Chancellor Rishi Sunak has announced a surprise vote on foreign aid in an attempt to head off an ongoing Tory rebellion over the decision to cut the UK’s international development budget to offset pandemic spending.
The government’s decision to break its manifesto pledge and cut the overseas aid budget from 0.7 per cent to 0.5 per cent of national income sparked outrage among many Conservative MPs when it was announced last year, but a Commons vote on the decision has been resisted until this week.
The surprise vote, to be held on Tuesday afternoon, will give MPs the chance to approve a compromise that would resurrect the commitment to spend 0.7 per cent of national income on overseas aid when the criteria of an “independent” mechanism are met.
According to the Chancellor’s new “double lock” criteria, foreign aid would be restored when the Office for Budget Responsibility’s fiscal forecast says that, on a sustainable basis, the government is not borrowing for day-to-day spending, and that underlying debt is falling.
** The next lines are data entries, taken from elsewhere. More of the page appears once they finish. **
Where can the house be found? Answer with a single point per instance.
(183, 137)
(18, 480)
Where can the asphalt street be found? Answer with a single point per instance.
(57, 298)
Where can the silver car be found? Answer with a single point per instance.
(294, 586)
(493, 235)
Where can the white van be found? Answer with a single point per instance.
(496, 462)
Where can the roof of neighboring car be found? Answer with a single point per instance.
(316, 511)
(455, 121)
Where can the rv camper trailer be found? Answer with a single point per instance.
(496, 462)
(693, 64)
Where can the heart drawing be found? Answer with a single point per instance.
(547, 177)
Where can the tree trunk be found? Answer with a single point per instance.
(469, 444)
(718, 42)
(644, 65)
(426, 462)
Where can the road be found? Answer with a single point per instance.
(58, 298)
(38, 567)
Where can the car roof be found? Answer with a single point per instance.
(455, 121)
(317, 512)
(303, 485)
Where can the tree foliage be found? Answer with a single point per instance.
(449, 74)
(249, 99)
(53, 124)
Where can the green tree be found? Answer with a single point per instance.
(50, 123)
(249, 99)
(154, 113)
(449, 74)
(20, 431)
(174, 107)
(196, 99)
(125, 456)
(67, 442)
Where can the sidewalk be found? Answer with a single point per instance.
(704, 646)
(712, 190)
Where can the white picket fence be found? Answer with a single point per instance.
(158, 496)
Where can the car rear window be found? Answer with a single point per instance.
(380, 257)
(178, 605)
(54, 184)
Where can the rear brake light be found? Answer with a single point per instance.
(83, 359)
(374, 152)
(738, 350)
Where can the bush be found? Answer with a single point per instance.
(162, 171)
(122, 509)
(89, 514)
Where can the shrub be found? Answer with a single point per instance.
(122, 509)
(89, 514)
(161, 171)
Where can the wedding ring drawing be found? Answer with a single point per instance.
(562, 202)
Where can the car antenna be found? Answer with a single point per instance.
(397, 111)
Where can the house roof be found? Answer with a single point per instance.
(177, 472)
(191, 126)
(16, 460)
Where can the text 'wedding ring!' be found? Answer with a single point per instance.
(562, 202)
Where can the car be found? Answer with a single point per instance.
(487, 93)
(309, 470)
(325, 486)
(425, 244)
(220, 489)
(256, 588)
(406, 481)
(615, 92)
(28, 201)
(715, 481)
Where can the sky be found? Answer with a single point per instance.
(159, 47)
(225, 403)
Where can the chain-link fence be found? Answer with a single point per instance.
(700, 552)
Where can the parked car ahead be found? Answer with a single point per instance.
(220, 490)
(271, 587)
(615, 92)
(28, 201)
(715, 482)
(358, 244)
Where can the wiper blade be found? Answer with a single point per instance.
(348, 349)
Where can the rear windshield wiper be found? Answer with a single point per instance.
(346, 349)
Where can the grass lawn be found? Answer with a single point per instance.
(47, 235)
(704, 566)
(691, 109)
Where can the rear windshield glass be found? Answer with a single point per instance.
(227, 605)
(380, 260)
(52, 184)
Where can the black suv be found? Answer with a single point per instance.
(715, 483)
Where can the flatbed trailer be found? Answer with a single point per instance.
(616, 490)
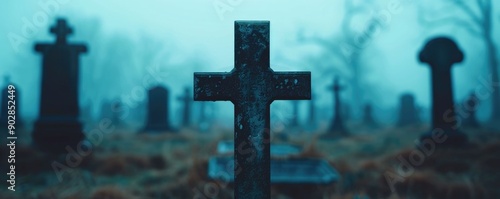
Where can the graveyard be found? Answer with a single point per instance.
(249, 99)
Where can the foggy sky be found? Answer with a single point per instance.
(199, 39)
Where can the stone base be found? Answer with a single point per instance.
(454, 138)
(158, 128)
(334, 135)
(54, 136)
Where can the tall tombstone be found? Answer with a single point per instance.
(186, 99)
(4, 104)
(203, 122)
(58, 126)
(337, 127)
(252, 86)
(368, 119)
(468, 114)
(441, 53)
(408, 112)
(157, 119)
(312, 112)
(294, 123)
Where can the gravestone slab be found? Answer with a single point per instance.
(337, 128)
(58, 125)
(252, 86)
(408, 113)
(277, 150)
(296, 171)
(368, 119)
(157, 119)
(468, 111)
(441, 53)
(186, 100)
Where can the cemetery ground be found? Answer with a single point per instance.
(174, 165)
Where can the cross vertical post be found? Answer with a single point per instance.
(252, 86)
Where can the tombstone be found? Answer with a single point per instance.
(346, 112)
(295, 171)
(277, 150)
(294, 123)
(468, 113)
(86, 114)
(186, 99)
(337, 128)
(157, 119)
(4, 105)
(58, 126)
(252, 86)
(441, 53)
(203, 123)
(408, 113)
(110, 110)
(368, 119)
(312, 114)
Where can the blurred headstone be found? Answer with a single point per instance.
(157, 119)
(408, 113)
(110, 110)
(368, 119)
(4, 105)
(337, 128)
(312, 120)
(295, 117)
(186, 100)
(277, 150)
(252, 86)
(441, 53)
(58, 125)
(469, 111)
Sunak said yesterday that if he loses he will put aid spending back up to 0.7 per cent next year, but warned that will mean “likely consequences for the fiscal situation, including for taxation and current public spending plans.”
Up to 50 Tories have opposed the decrease in spending, including former Prime Minister Theresa May – but there are already signs that the rebellion may be crumbling.
Writing in The Telegraph, Andrea Leadsom, former Cabinet minister and prospective rebel, said she would back the government and former rebel Huw Merriman tweeted that the new plan was a “sensible and reasonable approach”.
But government sources told Politico that rebel numbers were holding despite whips’ efforts to defeat the rebels and insisted the vote was still “in the balance”.
Andrew Mitchell, the Conservative former chief whip leading the rebellion, told The Telegraph: “What is being proposed may not return Britain to that commitment for decades to come”.
He urged his colleagues to “keep their promise” and “prevent hundreds of thousands of preventable deaths” by voting against Sunak’s motion.